Let 1f(x)=x^2-2bx b is a constant.

To find the zeros (x-intercepts), set f(x) to 0 and solve for x:

0 = x^2 - 2bx

x^2 = 2bx

x = ±√(2bx)

So the zeros are x = ±√(2bx).

To find the y-intercept, set x to 0:

f(0) = 0^2 - 2b(0) = 0

So the y-intercept is (0,0).

To find the axis of symmetry, recall that the axis of symmetry for a quadratic function in the form of f(x) = ax^2 + bx + c is given by the formula:

x = -b / 2a

In this case, a = 1 and b = -2b:

x = -(-2b) / 2(1) = (2b) / 2 = b

So the axis of symmetry is x = b.

The extreme value occurs at the vertex of the parabola.
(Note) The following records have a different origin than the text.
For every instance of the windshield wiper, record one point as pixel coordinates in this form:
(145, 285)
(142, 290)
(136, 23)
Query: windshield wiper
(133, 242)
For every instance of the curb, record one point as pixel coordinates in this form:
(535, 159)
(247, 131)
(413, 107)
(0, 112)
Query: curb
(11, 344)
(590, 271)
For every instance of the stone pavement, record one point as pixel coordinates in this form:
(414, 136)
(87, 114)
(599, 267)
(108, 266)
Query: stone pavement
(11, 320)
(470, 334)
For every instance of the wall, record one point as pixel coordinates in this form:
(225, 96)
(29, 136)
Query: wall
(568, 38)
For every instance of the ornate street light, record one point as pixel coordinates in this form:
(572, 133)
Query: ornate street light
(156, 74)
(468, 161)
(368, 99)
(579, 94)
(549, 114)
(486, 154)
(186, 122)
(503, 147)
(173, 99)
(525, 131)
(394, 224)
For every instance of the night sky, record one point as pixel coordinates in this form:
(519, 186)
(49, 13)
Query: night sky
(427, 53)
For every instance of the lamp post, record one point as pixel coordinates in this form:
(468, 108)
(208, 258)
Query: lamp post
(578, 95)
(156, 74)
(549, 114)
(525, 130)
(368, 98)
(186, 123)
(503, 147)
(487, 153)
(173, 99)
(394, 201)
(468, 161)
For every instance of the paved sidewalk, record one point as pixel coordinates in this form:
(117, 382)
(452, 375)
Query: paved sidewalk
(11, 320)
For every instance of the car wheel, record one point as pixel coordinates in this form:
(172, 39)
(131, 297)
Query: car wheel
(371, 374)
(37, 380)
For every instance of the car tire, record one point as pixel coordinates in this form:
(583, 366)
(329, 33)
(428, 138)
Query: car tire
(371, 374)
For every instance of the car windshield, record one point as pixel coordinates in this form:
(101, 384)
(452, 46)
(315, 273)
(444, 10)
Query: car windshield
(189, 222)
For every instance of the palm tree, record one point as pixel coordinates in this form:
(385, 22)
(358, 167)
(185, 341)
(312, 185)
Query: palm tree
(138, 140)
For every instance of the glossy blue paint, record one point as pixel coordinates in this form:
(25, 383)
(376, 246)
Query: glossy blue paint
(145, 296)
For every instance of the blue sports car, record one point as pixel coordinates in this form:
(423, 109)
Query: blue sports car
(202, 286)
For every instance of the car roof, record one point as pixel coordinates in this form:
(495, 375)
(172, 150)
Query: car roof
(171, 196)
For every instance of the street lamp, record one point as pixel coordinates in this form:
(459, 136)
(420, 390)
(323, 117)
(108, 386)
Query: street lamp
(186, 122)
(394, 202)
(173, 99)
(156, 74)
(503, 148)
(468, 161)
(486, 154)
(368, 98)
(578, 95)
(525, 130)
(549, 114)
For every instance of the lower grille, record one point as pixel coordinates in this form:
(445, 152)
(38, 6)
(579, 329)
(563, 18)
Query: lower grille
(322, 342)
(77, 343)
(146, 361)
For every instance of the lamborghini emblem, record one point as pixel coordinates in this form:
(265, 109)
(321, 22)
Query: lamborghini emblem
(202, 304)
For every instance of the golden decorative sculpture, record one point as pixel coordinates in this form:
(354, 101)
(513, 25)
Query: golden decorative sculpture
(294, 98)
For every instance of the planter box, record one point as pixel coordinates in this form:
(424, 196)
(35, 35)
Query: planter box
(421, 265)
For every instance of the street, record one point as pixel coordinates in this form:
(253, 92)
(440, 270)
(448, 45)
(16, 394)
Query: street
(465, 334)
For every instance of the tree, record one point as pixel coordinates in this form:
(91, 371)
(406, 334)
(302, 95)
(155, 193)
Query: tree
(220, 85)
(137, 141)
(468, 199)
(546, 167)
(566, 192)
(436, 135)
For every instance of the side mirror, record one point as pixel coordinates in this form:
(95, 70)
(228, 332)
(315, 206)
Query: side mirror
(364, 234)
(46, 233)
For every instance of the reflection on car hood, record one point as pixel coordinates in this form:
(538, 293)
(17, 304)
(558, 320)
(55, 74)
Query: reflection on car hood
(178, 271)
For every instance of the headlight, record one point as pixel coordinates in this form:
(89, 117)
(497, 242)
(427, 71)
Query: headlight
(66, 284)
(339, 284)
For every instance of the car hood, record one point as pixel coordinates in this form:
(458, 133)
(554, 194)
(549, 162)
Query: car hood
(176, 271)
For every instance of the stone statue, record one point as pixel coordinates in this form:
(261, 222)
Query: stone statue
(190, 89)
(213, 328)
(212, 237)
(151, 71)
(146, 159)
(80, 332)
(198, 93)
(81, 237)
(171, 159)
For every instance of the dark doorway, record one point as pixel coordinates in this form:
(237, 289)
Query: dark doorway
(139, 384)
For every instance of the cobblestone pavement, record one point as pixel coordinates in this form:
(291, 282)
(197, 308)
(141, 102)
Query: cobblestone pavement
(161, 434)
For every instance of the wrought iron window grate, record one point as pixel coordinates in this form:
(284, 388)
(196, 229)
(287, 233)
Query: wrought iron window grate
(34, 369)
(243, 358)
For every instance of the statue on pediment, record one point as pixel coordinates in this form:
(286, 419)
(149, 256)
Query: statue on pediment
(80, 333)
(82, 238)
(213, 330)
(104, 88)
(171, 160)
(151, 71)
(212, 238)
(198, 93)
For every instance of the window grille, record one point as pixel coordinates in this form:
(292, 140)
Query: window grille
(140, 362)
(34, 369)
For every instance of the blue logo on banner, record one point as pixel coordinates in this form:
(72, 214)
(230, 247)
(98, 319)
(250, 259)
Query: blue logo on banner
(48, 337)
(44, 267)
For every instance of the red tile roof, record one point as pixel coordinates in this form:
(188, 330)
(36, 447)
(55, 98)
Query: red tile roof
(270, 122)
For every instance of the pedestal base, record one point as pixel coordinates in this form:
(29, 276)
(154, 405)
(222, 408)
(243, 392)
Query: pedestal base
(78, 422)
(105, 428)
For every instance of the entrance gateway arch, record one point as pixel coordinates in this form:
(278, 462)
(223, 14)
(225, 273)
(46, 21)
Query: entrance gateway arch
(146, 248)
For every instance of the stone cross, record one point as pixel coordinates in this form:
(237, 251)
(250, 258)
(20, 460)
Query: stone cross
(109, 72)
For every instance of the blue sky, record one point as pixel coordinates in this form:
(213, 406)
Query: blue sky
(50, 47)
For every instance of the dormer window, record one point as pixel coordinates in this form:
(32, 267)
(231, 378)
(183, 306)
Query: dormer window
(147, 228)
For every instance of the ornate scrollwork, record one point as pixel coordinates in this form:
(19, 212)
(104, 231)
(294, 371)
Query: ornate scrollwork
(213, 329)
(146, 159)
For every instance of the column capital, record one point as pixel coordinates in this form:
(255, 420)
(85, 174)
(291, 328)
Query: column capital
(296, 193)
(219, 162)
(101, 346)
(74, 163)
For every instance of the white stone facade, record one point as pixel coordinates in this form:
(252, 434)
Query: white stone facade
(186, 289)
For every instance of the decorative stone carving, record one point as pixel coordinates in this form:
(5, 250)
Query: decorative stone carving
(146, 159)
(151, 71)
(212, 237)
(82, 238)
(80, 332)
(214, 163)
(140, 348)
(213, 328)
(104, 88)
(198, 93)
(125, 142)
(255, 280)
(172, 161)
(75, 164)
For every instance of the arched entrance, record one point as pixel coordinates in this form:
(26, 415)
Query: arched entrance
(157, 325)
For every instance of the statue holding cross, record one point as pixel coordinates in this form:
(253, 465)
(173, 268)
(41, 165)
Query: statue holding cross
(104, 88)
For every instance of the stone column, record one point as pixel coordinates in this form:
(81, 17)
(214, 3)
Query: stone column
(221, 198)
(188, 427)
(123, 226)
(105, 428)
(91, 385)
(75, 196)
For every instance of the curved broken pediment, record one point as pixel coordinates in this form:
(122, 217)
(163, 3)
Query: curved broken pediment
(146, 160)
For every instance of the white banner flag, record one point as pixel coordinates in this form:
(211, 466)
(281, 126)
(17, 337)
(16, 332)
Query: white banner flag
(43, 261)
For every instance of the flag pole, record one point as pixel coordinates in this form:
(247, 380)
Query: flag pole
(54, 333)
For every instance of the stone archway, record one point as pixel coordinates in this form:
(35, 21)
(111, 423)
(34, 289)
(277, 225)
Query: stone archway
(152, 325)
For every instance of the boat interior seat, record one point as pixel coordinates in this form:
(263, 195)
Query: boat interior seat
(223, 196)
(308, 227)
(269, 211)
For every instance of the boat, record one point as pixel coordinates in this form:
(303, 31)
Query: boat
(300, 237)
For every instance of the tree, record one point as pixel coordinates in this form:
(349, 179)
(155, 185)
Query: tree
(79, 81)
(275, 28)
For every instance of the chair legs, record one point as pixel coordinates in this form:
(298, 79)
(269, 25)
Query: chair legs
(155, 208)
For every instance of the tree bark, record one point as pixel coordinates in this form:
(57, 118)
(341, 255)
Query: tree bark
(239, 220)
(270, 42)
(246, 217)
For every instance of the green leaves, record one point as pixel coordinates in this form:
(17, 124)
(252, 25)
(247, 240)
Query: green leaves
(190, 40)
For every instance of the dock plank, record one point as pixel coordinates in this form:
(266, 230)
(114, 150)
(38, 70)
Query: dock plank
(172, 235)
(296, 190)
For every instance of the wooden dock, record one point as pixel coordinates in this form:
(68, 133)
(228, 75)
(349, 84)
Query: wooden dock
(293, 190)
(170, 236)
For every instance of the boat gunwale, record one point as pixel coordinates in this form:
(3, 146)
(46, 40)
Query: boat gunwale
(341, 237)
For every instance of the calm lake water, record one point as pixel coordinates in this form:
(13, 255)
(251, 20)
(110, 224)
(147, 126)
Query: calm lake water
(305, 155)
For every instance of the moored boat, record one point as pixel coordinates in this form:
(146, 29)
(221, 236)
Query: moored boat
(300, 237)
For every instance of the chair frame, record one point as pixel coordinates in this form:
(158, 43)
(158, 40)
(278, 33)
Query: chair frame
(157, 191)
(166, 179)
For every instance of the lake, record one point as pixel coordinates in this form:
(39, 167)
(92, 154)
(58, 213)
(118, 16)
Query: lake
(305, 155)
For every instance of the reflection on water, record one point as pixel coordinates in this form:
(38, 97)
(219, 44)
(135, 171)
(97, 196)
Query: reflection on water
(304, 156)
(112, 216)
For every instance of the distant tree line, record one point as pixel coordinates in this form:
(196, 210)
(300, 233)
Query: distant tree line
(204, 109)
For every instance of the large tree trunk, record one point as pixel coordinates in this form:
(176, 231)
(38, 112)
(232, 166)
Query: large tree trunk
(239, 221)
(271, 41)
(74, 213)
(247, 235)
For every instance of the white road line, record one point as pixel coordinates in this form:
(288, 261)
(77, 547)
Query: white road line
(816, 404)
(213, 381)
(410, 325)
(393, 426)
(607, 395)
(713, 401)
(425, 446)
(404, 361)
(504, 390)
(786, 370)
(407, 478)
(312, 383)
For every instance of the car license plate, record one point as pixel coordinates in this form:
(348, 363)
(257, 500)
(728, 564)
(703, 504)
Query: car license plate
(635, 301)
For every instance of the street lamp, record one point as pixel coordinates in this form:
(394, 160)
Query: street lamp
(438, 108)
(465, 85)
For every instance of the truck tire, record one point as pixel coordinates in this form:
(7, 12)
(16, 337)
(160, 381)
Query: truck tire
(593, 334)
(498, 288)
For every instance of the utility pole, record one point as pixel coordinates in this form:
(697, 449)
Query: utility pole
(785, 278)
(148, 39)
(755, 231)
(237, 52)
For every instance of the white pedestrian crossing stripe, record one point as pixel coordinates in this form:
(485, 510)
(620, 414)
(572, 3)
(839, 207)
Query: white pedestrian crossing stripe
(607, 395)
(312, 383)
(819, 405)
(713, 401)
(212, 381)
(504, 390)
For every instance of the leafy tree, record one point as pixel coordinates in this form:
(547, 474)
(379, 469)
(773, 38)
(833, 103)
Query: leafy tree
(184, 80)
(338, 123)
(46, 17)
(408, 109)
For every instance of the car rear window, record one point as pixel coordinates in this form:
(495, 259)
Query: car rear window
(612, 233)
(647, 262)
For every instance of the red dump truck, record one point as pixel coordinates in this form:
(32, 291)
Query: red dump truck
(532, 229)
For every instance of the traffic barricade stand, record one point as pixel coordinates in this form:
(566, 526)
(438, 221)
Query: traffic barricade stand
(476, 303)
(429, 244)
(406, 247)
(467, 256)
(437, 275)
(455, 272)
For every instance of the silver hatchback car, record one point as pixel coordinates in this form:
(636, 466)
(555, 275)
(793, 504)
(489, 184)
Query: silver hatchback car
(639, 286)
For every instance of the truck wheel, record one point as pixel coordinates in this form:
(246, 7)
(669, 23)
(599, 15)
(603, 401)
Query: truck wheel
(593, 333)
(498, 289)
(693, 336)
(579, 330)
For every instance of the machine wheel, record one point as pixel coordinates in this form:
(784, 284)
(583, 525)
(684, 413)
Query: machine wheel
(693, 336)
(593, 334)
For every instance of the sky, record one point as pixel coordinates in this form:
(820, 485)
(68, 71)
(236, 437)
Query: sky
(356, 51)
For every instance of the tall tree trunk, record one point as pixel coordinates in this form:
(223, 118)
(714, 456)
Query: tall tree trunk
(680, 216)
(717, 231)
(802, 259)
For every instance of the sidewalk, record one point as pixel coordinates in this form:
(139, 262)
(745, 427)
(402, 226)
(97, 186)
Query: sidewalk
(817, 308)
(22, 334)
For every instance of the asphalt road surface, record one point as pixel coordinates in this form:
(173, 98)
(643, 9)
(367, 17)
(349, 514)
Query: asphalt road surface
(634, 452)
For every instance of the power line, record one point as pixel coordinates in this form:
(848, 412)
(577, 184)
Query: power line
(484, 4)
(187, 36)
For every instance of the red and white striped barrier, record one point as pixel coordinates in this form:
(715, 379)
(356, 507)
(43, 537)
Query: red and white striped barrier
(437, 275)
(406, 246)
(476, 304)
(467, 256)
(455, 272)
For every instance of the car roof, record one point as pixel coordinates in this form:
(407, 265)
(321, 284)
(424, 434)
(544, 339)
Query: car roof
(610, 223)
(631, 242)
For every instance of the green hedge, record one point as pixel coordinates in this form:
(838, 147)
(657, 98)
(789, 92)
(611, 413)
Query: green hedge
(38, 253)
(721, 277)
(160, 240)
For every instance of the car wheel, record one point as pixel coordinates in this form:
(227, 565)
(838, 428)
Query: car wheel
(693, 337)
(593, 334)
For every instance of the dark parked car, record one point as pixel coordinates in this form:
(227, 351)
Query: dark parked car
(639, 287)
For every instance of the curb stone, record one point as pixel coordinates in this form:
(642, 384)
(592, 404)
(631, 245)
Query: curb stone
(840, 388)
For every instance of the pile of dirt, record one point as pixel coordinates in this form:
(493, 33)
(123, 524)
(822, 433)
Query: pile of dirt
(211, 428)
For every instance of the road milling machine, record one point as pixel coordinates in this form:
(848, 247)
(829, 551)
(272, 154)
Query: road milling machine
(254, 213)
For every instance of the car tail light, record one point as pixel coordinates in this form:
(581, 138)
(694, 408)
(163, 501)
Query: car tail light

Since the coefficient of the x^2 term is positive, the parabola opens upwards, so the extreme value is a minimum value. The vertex is located at the axis of symmetry, which is x = b. To find the y-coordinate of the vertex, plug the x-coordinate into the function:

f(b) = b^2 - 2b*b = b^2 - 2b^2 = -b^2

So the extreme value is the minimum value, and it occurs at the point (b, -b^2).